僕は昨夜なかなか寝付かれず、ゴロゴロと布団の上で寝返りを打っては、ため息をついていた。
僕の自室は西洋から取り寄せた机や、タンスなどを並べている。
父はイギリス時代に寝台(※ベッド)で眠ることに慣れており、僕にも寝台を取り寄せてくれていた。
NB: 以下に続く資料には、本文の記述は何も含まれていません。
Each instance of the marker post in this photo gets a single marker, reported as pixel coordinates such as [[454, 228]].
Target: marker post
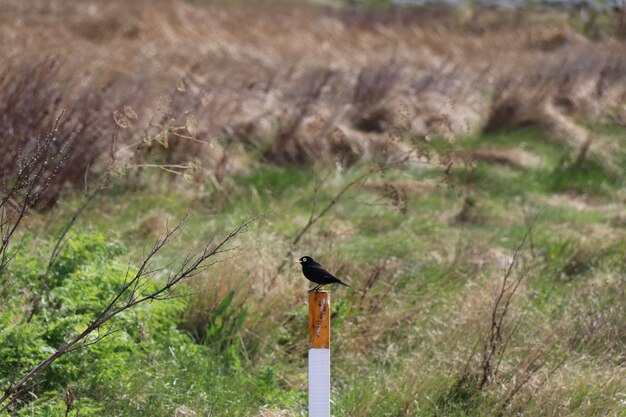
[[319, 354]]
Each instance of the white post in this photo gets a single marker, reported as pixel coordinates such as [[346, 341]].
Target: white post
[[319, 354]]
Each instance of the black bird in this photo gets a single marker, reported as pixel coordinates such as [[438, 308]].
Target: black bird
[[314, 272]]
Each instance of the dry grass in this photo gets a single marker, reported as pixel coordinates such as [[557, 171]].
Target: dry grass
[[215, 82]]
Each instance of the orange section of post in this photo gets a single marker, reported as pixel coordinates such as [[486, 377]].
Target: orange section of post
[[319, 319]]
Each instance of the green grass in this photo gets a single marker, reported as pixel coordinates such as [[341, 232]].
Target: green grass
[[401, 346]]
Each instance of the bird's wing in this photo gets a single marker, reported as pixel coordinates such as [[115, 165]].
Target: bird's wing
[[319, 270]]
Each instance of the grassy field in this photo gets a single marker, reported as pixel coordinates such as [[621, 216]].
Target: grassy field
[[477, 211]]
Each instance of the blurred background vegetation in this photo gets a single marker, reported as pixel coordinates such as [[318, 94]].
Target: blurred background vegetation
[[411, 149]]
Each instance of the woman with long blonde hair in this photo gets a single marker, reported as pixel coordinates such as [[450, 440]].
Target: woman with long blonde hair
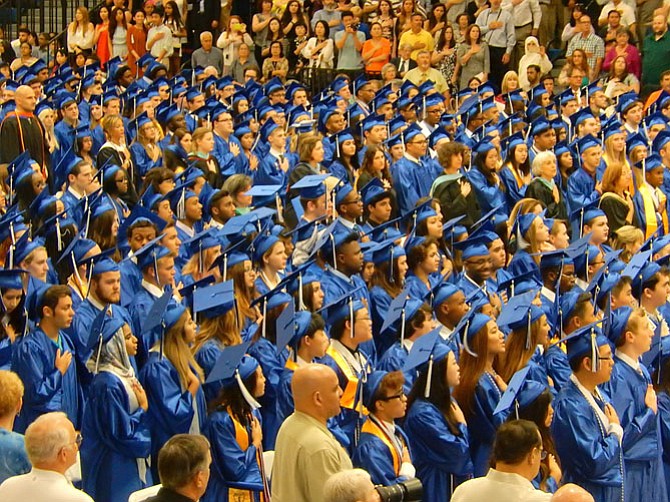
[[173, 381]]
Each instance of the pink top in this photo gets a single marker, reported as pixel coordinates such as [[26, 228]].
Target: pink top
[[632, 60]]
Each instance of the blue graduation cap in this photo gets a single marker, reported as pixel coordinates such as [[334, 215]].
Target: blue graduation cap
[[520, 393], [232, 368], [427, 351], [215, 300]]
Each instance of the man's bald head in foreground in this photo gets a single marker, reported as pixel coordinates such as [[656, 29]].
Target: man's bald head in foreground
[[316, 391], [572, 493]]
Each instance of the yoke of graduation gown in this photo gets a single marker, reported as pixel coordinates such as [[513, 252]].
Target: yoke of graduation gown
[[114, 438], [590, 457], [442, 458], [45, 389], [234, 458], [643, 474]]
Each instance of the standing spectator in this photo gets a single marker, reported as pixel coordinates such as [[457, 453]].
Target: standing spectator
[[629, 52], [376, 51], [535, 55], [320, 48], [497, 27], [230, 40], [52, 444], [13, 456], [592, 45], [527, 16], [274, 35], [417, 37], [572, 28], [304, 438], [174, 21], [472, 58], [207, 54], [159, 38], [276, 65], [245, 59], [292, 17], [656, 52], [184, 468], [259, 25], [444, 56], [330, 14], [101, 38], [386, 16], [80, 33], [118, 33], [136, 40], [349, 43]]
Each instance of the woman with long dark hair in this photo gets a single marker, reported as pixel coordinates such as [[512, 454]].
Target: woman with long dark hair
[[436, 426], [481, 387], [234, 432]]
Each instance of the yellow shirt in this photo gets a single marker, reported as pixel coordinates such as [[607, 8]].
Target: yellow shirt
[[411, 38]]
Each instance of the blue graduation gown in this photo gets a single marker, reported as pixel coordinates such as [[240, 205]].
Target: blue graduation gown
[[172, 410], [234, 465], [406, 174], [131, 281], [664, 417], [206, 357], [483, 424], [581, 189], [440, 456], [641, 442], [513, 192], [269, 172], [488, 197], [558, 366], [114, 438], [376, 454], [272, 362], [380, 301], [45, 389], [394, 360], [590, 457]]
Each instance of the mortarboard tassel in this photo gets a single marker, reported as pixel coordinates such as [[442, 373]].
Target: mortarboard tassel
[[429, 377]]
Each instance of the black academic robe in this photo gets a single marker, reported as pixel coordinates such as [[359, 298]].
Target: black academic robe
[[17, 137]]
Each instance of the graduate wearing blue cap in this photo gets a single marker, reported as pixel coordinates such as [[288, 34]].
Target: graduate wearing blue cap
[[651, 204], [586, 427], [44, 359], [383, 449], [172, 379], [582, 183], [481, 387], [435, 423], [118, 441], [234, 429], [629, 389]]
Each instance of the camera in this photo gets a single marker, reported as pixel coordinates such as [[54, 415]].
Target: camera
[[407, 491]]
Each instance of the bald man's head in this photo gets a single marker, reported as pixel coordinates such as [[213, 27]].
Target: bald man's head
[[25, 99], [316, 391], [572, 493]]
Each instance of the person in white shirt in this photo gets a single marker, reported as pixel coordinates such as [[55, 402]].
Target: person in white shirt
[[518, 452], [159, 38], [52, 445]]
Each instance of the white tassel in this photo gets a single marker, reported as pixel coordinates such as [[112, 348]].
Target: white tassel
[[245, 392], [429, 377]]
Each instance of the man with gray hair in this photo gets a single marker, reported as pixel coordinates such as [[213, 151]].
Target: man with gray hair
[[52, 445], [353, 485], [207, 54]]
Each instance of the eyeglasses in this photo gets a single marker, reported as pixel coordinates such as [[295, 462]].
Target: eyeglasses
[[400, 395]]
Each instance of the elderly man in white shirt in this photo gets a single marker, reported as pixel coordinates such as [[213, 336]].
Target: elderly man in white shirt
[[52, 445], [518, 452]]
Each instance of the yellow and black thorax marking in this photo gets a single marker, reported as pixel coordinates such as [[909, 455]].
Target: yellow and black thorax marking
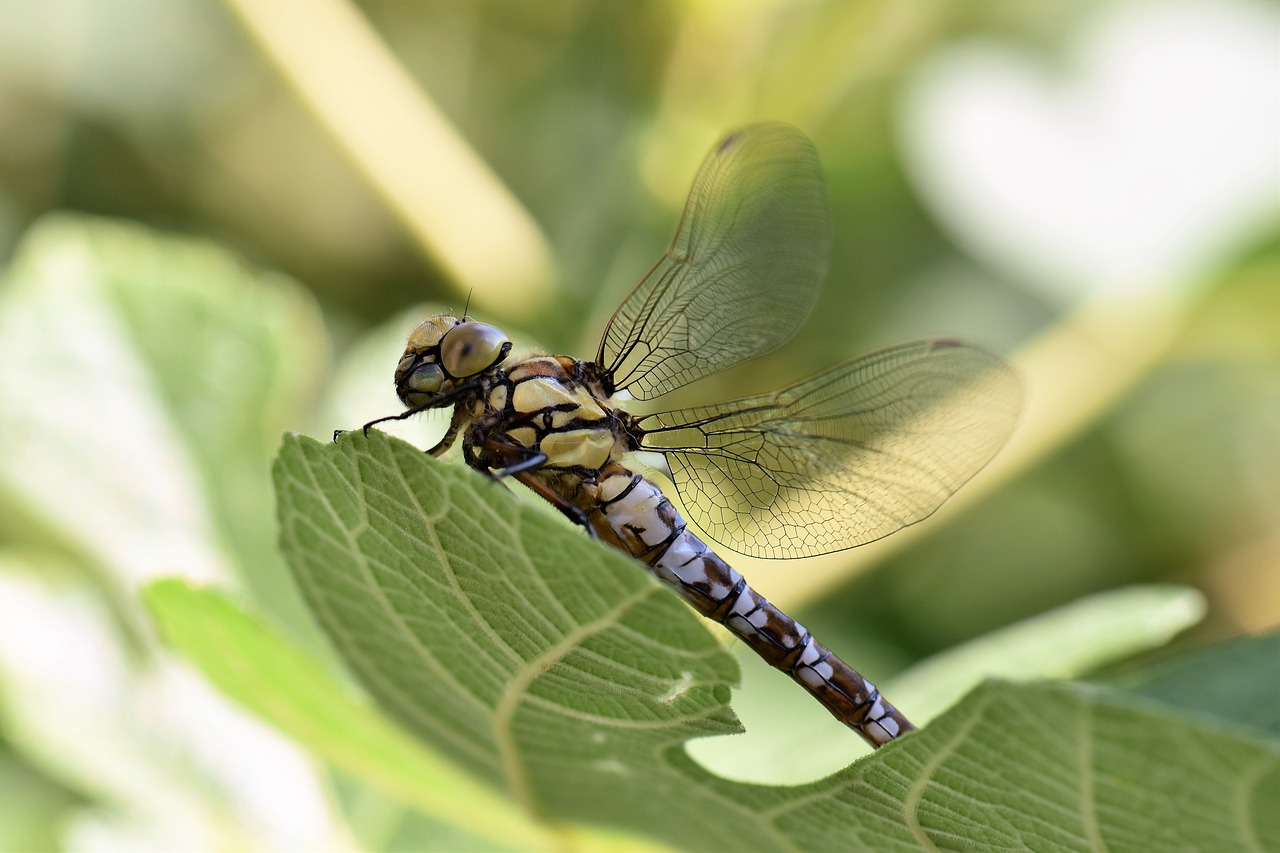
[[551, 405]]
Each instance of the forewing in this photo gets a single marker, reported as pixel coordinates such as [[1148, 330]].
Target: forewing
[[741, 274], [844, 457]]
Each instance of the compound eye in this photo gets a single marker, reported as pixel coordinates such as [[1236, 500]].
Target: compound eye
[[472, 347], [426, 379]]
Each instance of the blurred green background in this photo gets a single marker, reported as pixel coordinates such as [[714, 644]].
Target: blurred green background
[[1091, 187]]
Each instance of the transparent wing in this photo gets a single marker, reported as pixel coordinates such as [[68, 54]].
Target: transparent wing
[[844, 457], [741, 274]]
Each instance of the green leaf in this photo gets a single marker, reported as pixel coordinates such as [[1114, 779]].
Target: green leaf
[[558, 671], [156, 373], [1233, 680], [282, 683]]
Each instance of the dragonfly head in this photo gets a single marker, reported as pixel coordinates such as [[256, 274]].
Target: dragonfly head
[[444, 351]]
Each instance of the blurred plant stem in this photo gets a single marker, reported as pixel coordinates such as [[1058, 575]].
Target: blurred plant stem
[[453, 205]]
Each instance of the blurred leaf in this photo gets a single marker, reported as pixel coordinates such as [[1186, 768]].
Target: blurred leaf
[[562, 674], [1064, 643], [1235, 680], [31, 806], [156, 373], [1069, 642], [163, 758], [256, 666]]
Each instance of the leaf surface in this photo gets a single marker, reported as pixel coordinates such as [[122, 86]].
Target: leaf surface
[[563, 675]]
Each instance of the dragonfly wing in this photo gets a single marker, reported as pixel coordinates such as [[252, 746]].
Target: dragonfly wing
[[741, 274], [844, 457]]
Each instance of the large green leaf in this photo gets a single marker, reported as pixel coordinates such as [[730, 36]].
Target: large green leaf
[[563, 675]]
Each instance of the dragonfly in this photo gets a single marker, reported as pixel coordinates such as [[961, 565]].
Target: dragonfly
[[837, 460]]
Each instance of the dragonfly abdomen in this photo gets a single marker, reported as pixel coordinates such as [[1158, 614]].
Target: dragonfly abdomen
[[634, 515]]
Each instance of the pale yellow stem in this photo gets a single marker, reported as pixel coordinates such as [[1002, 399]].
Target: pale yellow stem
[[452, 204]]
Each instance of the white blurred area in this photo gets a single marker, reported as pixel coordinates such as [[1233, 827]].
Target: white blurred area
[[1148, 155], [172, 763]]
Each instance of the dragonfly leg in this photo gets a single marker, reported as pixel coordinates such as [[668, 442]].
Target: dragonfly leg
[[554, 498], [522, 461]]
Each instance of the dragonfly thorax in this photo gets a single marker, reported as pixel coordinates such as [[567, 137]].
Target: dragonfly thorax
[[444, 351]]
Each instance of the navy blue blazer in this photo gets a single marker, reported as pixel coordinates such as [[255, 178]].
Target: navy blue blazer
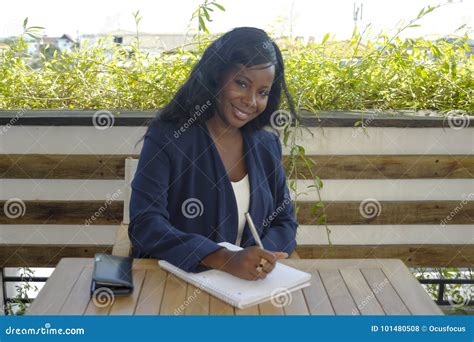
[[182, 202]]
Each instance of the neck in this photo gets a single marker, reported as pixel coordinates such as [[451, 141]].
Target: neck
[[220, 129]]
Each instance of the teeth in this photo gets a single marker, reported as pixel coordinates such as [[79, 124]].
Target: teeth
[[241, 115]]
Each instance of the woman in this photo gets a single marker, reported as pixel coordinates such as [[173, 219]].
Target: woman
[[206, 160]]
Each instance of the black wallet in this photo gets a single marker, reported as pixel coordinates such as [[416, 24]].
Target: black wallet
[[112, 272]]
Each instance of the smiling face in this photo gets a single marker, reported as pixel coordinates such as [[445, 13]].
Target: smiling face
[[244, 94]]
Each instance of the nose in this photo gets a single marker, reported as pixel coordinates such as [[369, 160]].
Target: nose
[[249, 101]]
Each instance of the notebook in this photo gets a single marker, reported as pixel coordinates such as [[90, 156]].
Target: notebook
[[241, 293]]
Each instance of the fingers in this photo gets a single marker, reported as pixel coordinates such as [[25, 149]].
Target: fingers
[[268, 256], [281, 255]]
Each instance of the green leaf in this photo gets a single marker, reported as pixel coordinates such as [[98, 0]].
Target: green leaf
[[326, 37], [219, 6]]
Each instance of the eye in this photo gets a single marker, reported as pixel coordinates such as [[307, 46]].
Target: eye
[[241, 83]]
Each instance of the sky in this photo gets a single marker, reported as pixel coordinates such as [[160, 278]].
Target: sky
[[298, 17]]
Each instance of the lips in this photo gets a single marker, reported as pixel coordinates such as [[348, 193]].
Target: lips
[[239, 114]]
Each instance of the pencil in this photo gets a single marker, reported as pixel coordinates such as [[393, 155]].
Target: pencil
[[253, 230]]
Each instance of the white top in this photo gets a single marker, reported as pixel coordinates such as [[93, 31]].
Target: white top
[[242, 197]]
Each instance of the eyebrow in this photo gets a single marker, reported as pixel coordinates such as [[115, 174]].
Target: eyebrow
[[251, 82]]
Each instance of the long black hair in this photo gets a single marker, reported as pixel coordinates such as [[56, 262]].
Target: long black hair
[[197, 97]]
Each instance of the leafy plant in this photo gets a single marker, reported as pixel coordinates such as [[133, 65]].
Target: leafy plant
[[18, 305]]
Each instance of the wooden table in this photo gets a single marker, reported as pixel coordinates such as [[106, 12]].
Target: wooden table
[[338, 287]]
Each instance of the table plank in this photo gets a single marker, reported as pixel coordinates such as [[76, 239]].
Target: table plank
[[339, 286], [338, 293], [413, 295], [361, 293], [198, 301], [55, 292], [125, 305], [78, 300], [388, 298], [174, 296], [317, 297], [218, 307], [149, 302], [268, 309], [250, 311]]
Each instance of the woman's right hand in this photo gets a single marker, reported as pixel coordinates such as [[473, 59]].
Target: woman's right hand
[[244, 263]]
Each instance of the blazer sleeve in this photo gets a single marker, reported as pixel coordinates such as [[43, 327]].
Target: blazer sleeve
[[150, 230], [281, 234]]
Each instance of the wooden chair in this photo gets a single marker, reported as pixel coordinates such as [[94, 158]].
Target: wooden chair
[[122, 245]]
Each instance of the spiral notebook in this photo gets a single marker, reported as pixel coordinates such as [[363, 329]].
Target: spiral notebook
[[243, 293]]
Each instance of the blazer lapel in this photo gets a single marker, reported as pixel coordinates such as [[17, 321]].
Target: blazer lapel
[[255, 205], [226, 205]]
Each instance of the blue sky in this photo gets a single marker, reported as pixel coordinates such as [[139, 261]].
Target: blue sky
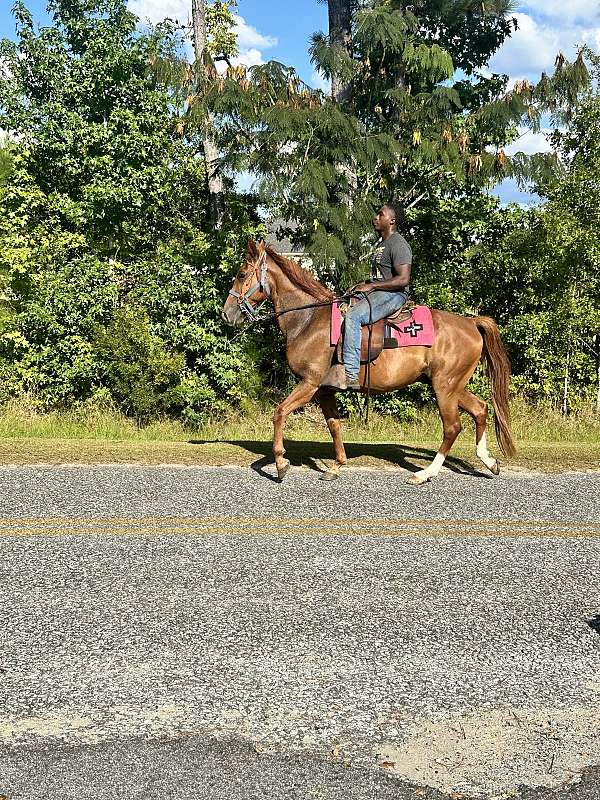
[[271, 29]]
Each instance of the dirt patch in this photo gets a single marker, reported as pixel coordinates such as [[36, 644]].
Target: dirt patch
[[496, 751]]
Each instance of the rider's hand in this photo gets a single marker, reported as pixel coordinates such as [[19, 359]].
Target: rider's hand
[[362, 287]]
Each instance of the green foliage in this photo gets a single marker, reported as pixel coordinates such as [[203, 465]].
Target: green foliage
[[142, 375], [406, 128], [113, 280]]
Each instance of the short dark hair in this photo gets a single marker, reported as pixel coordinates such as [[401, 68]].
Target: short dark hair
[[398, 211]]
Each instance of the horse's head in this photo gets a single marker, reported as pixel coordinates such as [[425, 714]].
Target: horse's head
[[250, 287]]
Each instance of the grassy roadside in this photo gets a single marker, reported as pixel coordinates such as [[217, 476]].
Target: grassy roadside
[[546, 441]]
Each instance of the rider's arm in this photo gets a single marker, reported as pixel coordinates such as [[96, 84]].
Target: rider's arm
[[398, 281]]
しかし、九つの時に寝相が悪く、僕は寝台から落っこちてしまった。
幸い、頭にたんこぶを作っただけで済んだのだが、母の
「孝ちゃんは寝台を使ってはダメ」
の一言から、僕は板張り(※フローリング)に布団を敷いて寝ている。
暗がりの部屋で、布団の中から目に留まった、細かな装飾の机の脚を見るともなく見て、ぼんやり櫻子様のことを思った。
大炊御門 櫻子様。
15歳。
僕との結婚のために、先月女学校を途中でお辞めになった。
このくらいしか知らない。
みんな、結婚相手と出会う前は、このくらいしか知らないものなのだろうか?
それでどうやって、生涯を添い遂げるまでに睦まじく(※仲良く)なるのか?
……あっ!
まさに、睦みあう(※イチャイチャする)のか!
あぁっ、僕が、女性と……睦み……。
櫻子様……。
美人な(はずの)僕のお嫁さん。
櫻子様と、僕が結婚したら……。
きっとあんなことや、こんなことを……。
あぁ~うまくできるんだろうか?
どんなふうにやればいいんだろう?
わからないことは勉強しなければ……。
でもどうやって?
青木に遊郭にでも連れて行ってもらうか?
い、いや、櫻子様以外の女性となんて、いけないことだ。
あぁ~申し訳ありません、櫻子様。
僕は櫻子様一筋ですから!!
こんな感じで、僕がやっとウトウトしだしたのは明け方に近かった。